How supportive are those schiek belts m8?

I have a thick power lifting belt but just can't get on with it.


----------



## MRSTRONG

i bought a cheap lever belt , popped open as i unracked squat bar , luckily i wasnt mid squat or i probably would have seen my dinner in my boxers .


----------



## MRSTRONG

strength shop are ok however i had some of their lifting shoes and the eye hole broke , they said it was common on that model .

spend more and get a better belt .


----------



## Nytol

Prince Adam said:


> How supportive are those schiek belts m8?
> 
> I have a thick power lifting belt but just can't get on with it.


I find it supportive enough for anything I want it for.

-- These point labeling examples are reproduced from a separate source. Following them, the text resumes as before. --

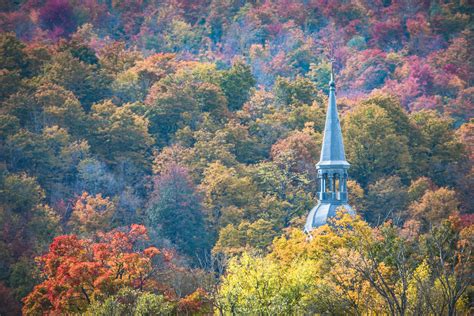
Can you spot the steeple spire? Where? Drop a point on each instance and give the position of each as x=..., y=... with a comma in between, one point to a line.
x=332, y=151
x=332, y=168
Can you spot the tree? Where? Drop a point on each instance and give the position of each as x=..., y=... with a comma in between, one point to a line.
x=386, y=199
x=301, y=149
x=27, y=226
x=80, y=271
x=120, y=135
x=294, y=92
x=175, y=210
x=441, y=153
x=236, y=84
x=371, y=140
x=13, y=65
x=131, y=302
x=91, y=214
x=256, y=236
x=448, y=249
x=435, y=206
x=228, y=196
x=86, y=81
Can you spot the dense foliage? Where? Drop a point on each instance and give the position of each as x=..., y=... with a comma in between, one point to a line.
x=157, y=157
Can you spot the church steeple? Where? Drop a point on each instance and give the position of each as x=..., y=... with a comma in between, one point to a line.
x=332, y=168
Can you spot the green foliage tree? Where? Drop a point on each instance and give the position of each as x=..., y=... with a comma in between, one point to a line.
x=120, y=135
x=441, y=152
x=386, y=199
x=373, y=146
x=175, y=211
x=236, y=84
x=88, y=83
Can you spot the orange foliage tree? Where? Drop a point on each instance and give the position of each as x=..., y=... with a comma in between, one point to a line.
x=80, y=271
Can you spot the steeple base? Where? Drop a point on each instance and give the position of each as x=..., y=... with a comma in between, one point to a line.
x=319, y=215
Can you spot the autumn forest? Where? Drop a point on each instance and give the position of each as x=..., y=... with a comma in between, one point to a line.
x=157, y=157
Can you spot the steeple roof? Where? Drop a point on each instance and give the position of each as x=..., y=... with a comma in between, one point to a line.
x=332, y=152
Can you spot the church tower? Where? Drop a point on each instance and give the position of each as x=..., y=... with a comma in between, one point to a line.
x=332, y=169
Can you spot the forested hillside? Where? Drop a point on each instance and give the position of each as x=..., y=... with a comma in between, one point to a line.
x=158, y=157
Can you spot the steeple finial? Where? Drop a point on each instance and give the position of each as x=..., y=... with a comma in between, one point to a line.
x=332, y=83
x=332, y=153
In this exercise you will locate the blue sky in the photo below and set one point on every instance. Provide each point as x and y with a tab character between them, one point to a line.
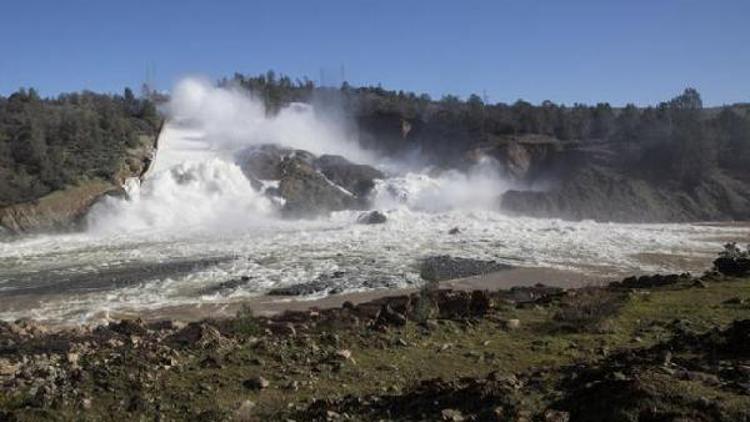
640	51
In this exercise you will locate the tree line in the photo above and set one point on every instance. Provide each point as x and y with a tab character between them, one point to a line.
677	140
49	143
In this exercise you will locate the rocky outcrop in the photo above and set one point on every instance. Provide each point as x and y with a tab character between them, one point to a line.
603	194
308	184
372	217
56	210
307	192
63	209
444	267
525	158
356	178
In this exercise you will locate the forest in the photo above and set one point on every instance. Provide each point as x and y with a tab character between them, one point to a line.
677	140
48	144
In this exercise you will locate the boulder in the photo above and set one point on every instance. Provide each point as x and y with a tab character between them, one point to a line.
358	179
372	217
324	283
731	266
308	193
444	267
263	162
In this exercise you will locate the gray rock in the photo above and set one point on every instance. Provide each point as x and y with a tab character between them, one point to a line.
256	383
358	179
308	193
444	267
325	283
372	217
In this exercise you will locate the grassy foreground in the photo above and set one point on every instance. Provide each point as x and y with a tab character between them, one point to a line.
678	349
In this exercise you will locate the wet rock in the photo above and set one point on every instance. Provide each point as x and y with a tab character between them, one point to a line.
308	192
452	415
358	179
256	383
330	283
283	329
733	266
8	368
389	317
512	324
344	354
556	416
481	302
372	217
129	327
444	267
263	162
651	281
199	334
244	412
226	287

I don't use a belt to DL, but on one occasion I did when playing around with high reps and it was fine for 200kg x 15. I could not deadlift at all in the Lever belt, it dug in too much.

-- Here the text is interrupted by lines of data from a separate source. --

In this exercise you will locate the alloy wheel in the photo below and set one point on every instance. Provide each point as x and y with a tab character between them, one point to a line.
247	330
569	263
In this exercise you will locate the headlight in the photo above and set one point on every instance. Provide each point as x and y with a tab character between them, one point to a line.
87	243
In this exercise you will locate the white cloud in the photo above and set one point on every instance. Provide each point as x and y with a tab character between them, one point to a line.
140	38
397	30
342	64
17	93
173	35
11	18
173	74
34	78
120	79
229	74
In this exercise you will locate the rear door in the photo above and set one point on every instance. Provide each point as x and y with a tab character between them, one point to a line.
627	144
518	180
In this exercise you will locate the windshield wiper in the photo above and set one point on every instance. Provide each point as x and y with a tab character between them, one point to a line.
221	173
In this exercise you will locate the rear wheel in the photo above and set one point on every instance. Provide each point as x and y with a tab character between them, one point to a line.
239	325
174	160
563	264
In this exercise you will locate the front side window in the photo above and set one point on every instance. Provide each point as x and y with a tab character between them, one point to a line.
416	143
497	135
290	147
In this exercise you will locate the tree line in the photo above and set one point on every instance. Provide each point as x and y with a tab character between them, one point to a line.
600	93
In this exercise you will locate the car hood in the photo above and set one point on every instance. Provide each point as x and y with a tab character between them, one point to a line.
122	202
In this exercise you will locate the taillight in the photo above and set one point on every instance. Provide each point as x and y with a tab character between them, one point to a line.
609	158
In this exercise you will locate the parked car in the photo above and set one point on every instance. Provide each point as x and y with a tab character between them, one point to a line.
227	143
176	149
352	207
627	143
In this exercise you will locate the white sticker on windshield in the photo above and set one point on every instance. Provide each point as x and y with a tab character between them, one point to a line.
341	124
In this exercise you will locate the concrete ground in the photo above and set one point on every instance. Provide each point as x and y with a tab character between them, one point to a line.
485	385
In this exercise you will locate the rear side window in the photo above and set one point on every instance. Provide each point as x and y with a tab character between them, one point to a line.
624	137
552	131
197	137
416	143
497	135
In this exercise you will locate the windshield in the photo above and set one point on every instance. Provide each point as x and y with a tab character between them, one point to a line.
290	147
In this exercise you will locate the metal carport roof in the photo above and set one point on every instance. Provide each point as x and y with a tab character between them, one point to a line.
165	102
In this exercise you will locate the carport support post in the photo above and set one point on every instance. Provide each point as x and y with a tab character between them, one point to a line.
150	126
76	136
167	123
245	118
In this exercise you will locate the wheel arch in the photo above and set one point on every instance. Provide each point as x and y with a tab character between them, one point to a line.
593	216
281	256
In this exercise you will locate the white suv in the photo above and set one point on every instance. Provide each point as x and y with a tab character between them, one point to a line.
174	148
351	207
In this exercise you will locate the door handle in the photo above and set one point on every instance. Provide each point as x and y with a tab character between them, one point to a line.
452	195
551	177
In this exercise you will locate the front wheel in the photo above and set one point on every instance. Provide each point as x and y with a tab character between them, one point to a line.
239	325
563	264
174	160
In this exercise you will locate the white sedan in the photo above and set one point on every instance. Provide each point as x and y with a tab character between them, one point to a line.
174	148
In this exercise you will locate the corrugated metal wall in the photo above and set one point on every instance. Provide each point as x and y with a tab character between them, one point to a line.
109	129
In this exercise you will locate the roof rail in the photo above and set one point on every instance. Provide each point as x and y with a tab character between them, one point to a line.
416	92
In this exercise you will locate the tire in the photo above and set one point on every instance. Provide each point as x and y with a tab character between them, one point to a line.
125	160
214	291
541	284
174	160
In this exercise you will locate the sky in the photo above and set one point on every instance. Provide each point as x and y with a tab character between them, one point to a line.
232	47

The only thing that is not good is an extra, unnecessary bit of velcro on the front, (you will see what I mean if you looked at one), but it is easy to take it off in 30 seconds and makes the belt a good one.

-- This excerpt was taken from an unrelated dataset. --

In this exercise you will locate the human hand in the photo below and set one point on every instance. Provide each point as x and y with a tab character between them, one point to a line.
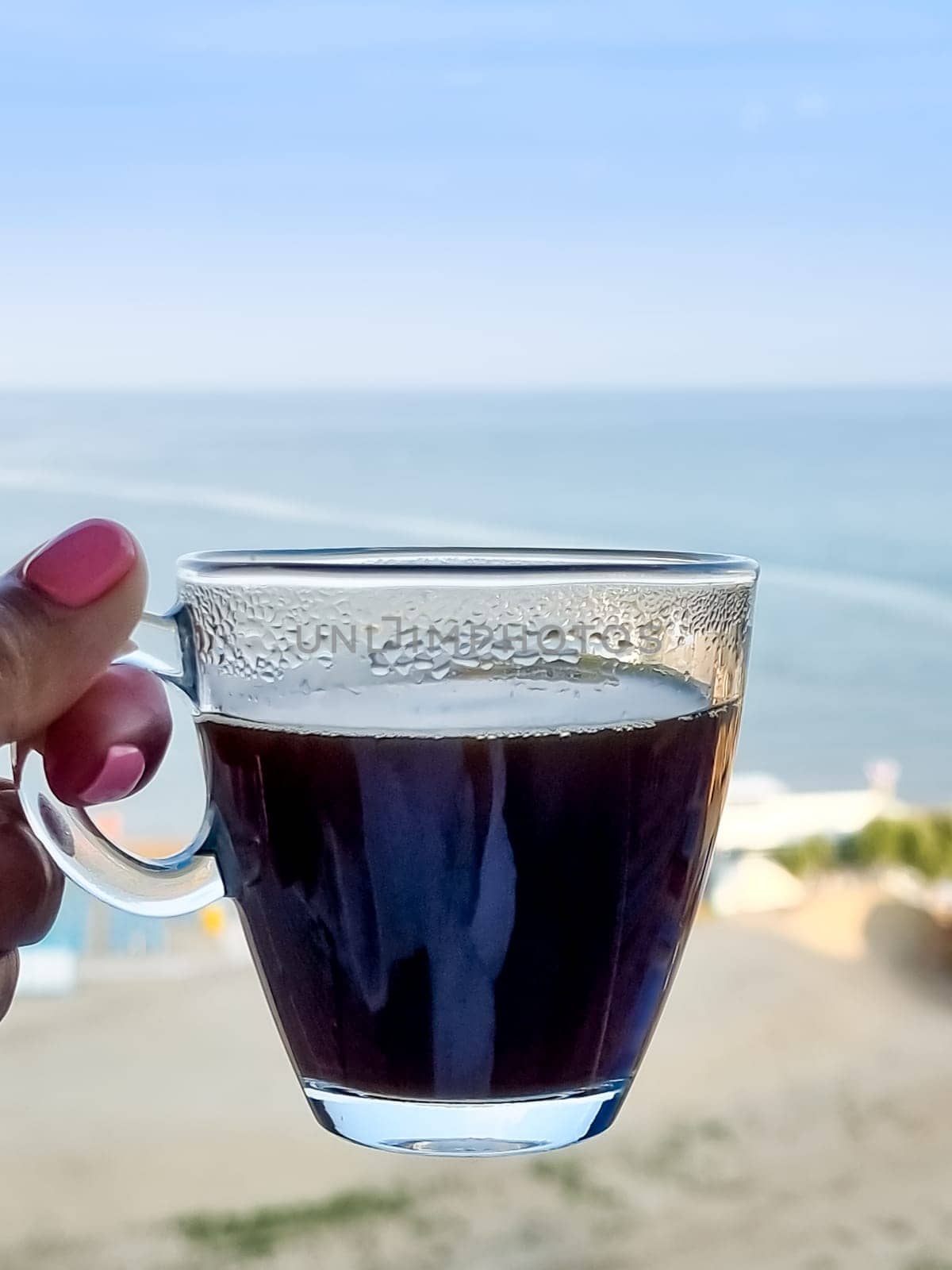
65	613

I've had this for 5-6yrs now and it is as good as new.


----------



## Suthy

Nytol said:


> I find it supportive enough for anything I want it for.
> 
> I don't use a belt to DL, but on one occasion I did when playing around with high reps and it was fine for 200kg x 15. I could not deadlift at all in the Lever belt, it dug in too much.
> 
> The only thing that is not good is an extra, unnecessary bit of velcro on the front, (you will see what I mean if you looked at one), but it is easy to take it off in 30 seconds and makes the belt a good one.
> 
> I've had this for 5-6yrs now and it is as good as new.


ae uk


----------



## Nytol

Suthy said:


> ae uk


 :confused1:


----------



## Aliking10

Prince Adam said:


> How supportive are those schiek belts m8?
> 
> I have a thick power lifting belt but just can't get on with it.


I have the 2006 Schiek belt (its thicker). Gives me great support and suits me fine for what i'm using it for.


----------



## pumpster

Mingster said:


> I recommend these highly...http://www.zuluglove.com/new--powerlifting-belt--dominator--jet--xl-47-p.asp


that belt looks good


----------



## pumpster

resten said:


> Do you need it immediately? Strengthshop put theirs on sale every few months and they're quality belts


I could wait, but also kind of want it now lol


----------



## pumpster

RXQueenie said:


> Can't go wrong with Strengthshop. I wouldn't go for a cheap belt, it won't last. I have two SS belts


you say don't get a cheap version, but theres a lot of products these days all made from one place and just branded for different companies. So it could infact be the same belt as from strength shop


----------



## Ballin

I have the RDX one as I refuse to pay $100 for shipping on an inzer. To be fair it does the job and very secure so im happy with it.


----------



## pumpster

I do like the look of it, looks as comfy as a belt can be and looks like it gives decent support, a lot on you tube about

http://www.youtube.com/results?search_query=inzer+lever+belt


----------



## Queenie

pumpster said:


> you say don't get a cheap version, but theres a lot of products these days all made from one place and just branded for different companies. So it could infact be the same belt as from strength shop


Yeah for sure.


----------



## MyronGainz

Bumping this....... I'm thinking of getting the rdx lever belt, some YouTube reviews seem to think it's okay. Anyone here got it???


----------



## bizerk

Mingster said:


> I recommend these highly...http://www.zuluglove.com/new--powerlifting-belt--dominator--jet--xl-47-p.asp


Also recommend these belts ^^^

Easy on and off, very tight and very comfortable!


----------



## bincey

I've got a 10mm strengthshop lever belt, it's pretty solid although I think the inzer belts look better quality. I'd still recommend the SS belt though.


----------